We are honored to offer a selection of superb hand colored folio engravings from the first edition of Flora Londinensis by William Curtis. These first edition prints are the rarest of Curtis's large-scale prints.
This comprehensive and elegant work was Curtis' masterpiece and the first comprehensive study of the flora of England. The artists included the inimitable James Sowerby, Sydenham Teak Edwards, Francis Sansom & William Kilburn, all in their salad days, when the sap ran strong & creative!
Born in Alton in 1746, William Curtis early on left an apprenticeship at an apothecary to pursue the passion which unites us all, the love of plants. Out of this love came the Flora Londinensis, which, though highly acclaimed by his fellow naturalists, was not a financial success. Curtis had labored on this work for over ten years, selling it out of his own home. He finally came to the understanding that a work of showy & bright exotic plants would be more likely to succeed with the general public than images of the wayside & woodland plants of England. Thus was born, in 1787, the Botanical Magazine, which Curtis called his "pudding" as it earned him sustenance, rather than the unremunerative praise of the Flora Londinensis. We have faith that time has allowed us to developed a much greater appreciation of this seminal work.
(References: Sotheby's 1987 Catalog, pg. 140 & Blunt, The Art of Botanical Illustration, 1950, pg. 184-185)

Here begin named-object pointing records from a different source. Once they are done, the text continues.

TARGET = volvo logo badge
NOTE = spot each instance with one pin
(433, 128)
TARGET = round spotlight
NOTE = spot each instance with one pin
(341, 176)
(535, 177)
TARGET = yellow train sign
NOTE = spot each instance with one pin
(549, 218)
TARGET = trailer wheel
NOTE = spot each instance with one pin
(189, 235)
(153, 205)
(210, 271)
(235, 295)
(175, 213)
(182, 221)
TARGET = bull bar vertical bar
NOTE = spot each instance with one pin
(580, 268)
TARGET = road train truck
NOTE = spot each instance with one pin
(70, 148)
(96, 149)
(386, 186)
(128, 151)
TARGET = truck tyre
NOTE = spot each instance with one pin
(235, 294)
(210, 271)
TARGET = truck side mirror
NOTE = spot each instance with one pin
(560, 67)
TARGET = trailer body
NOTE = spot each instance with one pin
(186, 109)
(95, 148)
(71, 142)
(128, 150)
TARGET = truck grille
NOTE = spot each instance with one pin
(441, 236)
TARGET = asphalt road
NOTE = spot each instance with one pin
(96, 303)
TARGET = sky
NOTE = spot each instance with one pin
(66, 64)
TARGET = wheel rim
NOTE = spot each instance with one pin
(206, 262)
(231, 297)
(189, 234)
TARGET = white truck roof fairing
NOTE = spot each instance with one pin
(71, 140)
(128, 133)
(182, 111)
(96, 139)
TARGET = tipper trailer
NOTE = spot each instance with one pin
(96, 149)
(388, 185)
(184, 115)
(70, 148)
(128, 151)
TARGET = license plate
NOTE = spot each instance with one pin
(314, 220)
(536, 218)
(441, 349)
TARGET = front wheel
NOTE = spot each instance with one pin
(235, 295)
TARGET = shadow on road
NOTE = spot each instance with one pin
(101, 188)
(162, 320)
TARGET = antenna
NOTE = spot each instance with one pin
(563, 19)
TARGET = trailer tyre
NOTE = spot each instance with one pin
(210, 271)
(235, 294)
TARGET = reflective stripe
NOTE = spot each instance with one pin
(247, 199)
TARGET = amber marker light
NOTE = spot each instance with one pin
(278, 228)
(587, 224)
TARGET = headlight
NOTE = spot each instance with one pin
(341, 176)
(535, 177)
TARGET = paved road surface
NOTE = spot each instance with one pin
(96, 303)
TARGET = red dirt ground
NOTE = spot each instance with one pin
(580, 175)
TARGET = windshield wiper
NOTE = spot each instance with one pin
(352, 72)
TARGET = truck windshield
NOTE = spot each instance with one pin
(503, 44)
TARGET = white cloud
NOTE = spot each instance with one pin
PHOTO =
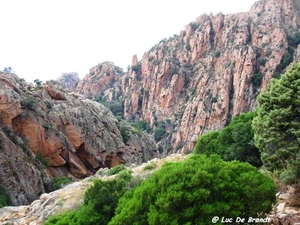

Each print is in excellent condition with little foxing or text offset, strong plate marks & intricate detail & superb intense coloring. The chain lined paper is a creamy white, with a number of plates showing J. Whatman watermarks. Each folio print measures approximately 10 3/4 inches by 18 inches, and is accompanied by the original descriptive text in most cases & a copy of the title page. On a few of the larger images, the top and bottom margins may be a little tight. Overall the prints are in excellent condition for their age of nearly a quarter of a millennium! If only paper could talk!